Le Mercado de San Antón est un marché reconverti en foire alimentaire, concurrence des grandes surfaces oblige, mais demeure authentique. On aime particulièrement sa terrasse fleurie sur le toit. Chueca est aussi le fief des grandes tables. Comme celle du Basque Diego Guerrero, disciple du compatriote Martín Berasategui, aux commandes du restaurant DSTAgE (deux étoiles Michelin). Rue Pelayo, on fouine chez La Oficial, qui représente des céramistes extraordinaires. Juste pour voir du beau…
Malasaña, hipsters compris
Il était une fois la fille d’un boulanger français, Manuela Malesange. Couturière de son état, elle participa au soulèvement du 2 mai 1806 contre les Français et fut exécutée au motif qu’elle portait une arme sur elle. Ses ciseaux! De fil en aiguille se broda toute une légende urbaine autour de l’adolescente qui s’était sacrifiée pour la cause. Et c’est ainsi que ce secteur, jadis appelé Maravillas, a pris le nom de Malasaña pour l’honorer.
Avis aux fans du cinéaste (un temps) iconoclaste Pedro Almodóvar (Femmes au bord de la crise de nerfs, Parle avec elle), ce quartier fut l’épicentre de la célèbre Movida.
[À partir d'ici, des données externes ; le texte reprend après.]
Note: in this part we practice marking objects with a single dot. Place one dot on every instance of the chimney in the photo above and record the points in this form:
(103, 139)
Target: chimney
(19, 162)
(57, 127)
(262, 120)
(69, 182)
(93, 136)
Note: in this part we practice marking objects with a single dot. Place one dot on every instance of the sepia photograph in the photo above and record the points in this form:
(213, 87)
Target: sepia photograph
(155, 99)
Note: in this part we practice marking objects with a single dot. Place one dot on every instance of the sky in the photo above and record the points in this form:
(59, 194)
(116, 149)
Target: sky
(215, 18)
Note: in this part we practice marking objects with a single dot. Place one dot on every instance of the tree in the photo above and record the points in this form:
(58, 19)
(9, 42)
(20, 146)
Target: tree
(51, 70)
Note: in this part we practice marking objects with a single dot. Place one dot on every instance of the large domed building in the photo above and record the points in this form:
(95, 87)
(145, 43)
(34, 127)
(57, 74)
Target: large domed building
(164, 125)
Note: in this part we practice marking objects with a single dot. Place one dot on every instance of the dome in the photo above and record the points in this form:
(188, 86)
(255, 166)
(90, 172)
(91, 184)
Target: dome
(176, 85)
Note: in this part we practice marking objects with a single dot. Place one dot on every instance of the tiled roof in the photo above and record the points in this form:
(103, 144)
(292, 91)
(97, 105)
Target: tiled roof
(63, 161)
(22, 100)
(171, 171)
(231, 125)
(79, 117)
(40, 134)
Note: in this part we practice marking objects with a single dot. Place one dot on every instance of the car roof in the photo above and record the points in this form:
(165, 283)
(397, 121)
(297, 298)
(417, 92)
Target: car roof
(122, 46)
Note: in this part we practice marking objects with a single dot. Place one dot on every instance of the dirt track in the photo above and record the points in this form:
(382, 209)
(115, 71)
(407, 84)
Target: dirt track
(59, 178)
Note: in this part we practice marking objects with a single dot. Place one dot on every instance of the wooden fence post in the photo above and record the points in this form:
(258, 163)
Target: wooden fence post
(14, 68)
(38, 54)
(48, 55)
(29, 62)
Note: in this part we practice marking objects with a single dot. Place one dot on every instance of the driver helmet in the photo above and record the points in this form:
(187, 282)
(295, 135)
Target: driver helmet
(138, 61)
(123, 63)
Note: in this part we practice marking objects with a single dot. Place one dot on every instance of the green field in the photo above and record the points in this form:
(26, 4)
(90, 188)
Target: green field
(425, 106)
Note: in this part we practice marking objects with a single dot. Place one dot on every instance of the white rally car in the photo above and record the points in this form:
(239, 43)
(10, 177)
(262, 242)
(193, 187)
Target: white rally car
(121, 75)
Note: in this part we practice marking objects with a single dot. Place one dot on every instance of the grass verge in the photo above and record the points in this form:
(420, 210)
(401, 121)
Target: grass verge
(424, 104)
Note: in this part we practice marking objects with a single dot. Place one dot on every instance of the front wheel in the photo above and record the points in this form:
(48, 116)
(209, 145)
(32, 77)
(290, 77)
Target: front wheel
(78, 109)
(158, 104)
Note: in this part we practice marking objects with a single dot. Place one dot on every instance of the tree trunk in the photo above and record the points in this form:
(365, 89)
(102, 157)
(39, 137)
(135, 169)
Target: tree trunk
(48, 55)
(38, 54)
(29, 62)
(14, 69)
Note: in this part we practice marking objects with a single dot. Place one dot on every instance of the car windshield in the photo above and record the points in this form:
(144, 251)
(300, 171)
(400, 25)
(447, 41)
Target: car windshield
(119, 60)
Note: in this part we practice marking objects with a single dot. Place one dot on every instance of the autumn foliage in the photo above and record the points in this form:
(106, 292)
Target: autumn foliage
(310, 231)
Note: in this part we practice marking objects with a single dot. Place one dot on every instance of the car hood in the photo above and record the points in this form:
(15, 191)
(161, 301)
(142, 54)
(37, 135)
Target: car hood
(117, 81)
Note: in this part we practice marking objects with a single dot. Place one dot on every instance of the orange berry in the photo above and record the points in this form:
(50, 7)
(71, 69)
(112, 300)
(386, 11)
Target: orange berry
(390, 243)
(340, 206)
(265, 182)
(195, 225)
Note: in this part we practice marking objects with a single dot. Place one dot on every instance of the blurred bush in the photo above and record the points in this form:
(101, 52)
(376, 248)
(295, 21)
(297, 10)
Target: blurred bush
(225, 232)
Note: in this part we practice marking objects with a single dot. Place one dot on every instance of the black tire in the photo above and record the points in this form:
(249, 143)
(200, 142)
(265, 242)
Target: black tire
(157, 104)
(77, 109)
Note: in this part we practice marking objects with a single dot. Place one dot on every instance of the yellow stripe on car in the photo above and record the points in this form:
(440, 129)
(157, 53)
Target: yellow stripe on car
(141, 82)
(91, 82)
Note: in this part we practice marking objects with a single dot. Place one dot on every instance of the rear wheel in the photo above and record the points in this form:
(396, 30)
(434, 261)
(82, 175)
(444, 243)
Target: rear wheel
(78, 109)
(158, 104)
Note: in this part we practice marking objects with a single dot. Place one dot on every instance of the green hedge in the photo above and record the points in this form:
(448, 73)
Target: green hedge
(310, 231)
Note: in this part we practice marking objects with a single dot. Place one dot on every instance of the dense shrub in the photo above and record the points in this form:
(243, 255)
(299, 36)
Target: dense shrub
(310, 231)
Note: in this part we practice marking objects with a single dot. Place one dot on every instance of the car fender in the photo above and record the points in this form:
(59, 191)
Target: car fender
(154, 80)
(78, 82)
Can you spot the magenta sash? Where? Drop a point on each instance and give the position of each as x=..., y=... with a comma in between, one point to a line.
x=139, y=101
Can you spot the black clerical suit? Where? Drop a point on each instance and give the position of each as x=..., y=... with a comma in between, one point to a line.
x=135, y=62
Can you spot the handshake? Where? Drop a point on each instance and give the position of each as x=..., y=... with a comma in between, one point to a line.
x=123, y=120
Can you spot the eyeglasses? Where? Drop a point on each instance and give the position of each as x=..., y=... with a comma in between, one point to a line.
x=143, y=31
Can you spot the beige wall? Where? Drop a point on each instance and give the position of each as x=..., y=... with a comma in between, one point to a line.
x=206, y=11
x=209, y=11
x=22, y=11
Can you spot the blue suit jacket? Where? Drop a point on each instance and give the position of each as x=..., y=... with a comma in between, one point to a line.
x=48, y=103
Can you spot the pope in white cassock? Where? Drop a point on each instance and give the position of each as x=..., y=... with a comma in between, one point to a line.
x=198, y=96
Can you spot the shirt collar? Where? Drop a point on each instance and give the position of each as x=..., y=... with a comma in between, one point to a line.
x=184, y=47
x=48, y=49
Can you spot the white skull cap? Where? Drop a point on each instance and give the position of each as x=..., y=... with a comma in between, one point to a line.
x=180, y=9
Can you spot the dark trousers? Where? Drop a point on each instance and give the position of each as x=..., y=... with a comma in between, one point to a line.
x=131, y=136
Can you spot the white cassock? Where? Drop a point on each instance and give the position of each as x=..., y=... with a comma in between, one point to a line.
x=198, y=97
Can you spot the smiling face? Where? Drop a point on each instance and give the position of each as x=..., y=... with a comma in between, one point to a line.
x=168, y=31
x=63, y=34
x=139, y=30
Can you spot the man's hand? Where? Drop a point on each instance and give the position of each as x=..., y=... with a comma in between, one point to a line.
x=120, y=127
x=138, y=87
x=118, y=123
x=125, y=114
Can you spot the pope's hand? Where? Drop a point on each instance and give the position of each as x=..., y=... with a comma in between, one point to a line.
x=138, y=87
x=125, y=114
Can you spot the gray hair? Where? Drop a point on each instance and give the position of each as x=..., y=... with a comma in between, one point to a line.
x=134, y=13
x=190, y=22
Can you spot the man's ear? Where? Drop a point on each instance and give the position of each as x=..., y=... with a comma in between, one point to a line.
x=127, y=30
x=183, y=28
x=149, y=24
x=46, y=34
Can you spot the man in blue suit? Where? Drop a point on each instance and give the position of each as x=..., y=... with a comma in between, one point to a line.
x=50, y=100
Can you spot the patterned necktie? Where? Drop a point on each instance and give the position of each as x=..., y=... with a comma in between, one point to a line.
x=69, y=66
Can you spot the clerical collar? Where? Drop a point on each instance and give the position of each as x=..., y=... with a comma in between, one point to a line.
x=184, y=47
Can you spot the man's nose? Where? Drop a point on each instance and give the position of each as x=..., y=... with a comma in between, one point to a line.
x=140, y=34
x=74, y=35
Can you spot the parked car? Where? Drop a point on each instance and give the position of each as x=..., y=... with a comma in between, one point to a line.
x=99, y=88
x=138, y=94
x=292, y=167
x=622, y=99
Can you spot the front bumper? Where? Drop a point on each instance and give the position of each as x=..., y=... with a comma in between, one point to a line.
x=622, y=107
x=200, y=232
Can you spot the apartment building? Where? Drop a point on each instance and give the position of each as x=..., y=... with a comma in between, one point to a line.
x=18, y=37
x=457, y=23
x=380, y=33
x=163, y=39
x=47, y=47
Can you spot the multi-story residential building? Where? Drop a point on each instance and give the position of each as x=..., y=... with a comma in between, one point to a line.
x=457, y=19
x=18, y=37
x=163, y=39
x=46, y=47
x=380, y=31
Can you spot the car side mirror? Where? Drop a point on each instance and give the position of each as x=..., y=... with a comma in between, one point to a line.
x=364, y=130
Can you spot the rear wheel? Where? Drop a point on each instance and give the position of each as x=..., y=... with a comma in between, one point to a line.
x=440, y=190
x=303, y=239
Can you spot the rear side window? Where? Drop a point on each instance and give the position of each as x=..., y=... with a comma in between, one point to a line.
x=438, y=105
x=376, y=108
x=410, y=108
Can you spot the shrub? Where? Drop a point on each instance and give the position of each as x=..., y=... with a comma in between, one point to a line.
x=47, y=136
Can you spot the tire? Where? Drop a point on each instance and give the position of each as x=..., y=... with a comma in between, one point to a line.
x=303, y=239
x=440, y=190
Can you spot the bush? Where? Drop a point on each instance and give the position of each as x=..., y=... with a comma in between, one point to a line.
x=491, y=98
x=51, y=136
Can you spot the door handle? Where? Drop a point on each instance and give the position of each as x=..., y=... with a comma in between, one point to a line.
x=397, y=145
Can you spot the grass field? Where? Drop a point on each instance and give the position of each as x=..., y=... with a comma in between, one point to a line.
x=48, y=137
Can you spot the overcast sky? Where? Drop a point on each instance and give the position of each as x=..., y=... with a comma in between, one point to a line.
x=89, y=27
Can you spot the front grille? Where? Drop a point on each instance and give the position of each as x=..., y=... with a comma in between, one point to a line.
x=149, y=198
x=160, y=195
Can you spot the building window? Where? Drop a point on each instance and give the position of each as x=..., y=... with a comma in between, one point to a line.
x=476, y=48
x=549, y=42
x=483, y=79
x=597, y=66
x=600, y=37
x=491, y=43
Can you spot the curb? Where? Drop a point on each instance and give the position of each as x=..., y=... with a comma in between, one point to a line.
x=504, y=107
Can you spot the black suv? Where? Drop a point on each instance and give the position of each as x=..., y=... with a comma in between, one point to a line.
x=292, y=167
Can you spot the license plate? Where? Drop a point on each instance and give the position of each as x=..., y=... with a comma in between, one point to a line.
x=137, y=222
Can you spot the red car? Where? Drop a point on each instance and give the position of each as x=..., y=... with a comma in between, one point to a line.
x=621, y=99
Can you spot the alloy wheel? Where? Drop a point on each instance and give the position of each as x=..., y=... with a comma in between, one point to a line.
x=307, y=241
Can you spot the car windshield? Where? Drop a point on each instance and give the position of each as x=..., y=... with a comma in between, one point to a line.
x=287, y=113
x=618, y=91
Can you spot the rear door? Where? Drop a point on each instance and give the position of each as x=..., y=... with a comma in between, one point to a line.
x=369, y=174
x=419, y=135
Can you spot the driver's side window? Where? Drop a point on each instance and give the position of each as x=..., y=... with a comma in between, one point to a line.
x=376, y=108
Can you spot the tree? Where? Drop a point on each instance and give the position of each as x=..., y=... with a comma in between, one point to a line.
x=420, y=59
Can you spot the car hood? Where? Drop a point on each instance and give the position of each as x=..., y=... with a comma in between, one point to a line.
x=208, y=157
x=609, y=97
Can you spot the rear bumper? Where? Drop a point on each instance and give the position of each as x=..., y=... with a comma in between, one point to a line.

Il s’agit d’un mouvement artistique d’une grande liberté, qui coïncide avec le retour de la démocratie au pays. Par ailleurs, Alaska, chanteuse de l’époque, y vit encore. Après un épisode moins glorieux en tant que fief des toxicomanes, le voilà qui renaît sous des couleurs hipsters, cafés véganes et friperies à la clé. Une bonne rue à arpenter? La Corredera Alto de San Pablo.
Nos adresses top dans le quartier Malasaña à Madrid :
- Du côté de la Plaza Juan Pujol, le restaurant Ojalá, pour sa… « plage » à la cave
- Le café rétro La Lolina (oh, le douillet cocon!)
- La galerie d’art pop La Fiambrera, (absolument, c’est une vraie caverne d’Ali Baba)
- L’Antigua Casa Crespo, fabricant d’espadrilles depuis 1863 (en soi, un voyage dans le temps).
Barrio de las Letras, l’épicentre culturel
Dès la seconde moitié du 16e siècle, le théâtre est de première importance pour les Madrilènes de toutes les classes sociales. Les pièces qu’on donne au Teatro español sont littéralement l’équivalent des séries Netflix qu’on apprécie aujourd’hui! On veut vivre dans ce quartier. C’est alors que s’y établissent acteurs, dramaturges, costumiers, poètes et écrivains, dont le père de Don Quichotte, Miguel de Cervantes. Il a vécu dans une maison qui correspond aujourd’hui au 17 calle Huertas. Certains de ses vers sont inscrits dans la rue, à proximité.
Plaza Santa Ana s’élève de plus une statue à la mémoire de Federico Garcia Lorca, qui vécut longtemps à Madrid. Éminemment touristique (Time Out l’a inscrit à son palmarès 2022 des 51 quartiers à visiter de par le vaste monde), il n’en est pas moins irrésistible!
On en retient le restaurant d’époque Casa Alberto, où siffler un petit vermut au bar à l’heure des tapas; Triciclo, une table recommandée par Michelin; le Mercado de Las Ranas, marché mensuel qui anime ses rues (on confirme les dates sur place) et l’atmosphère conviviale, le soir venu, de la fameuse Plaza Santa Ana. En prime, les trois grands musées de la capitale – Prado, Reina Sofia et Thyssen-Bornemisza – s’en trouvent à moins de 15 minutes à pied!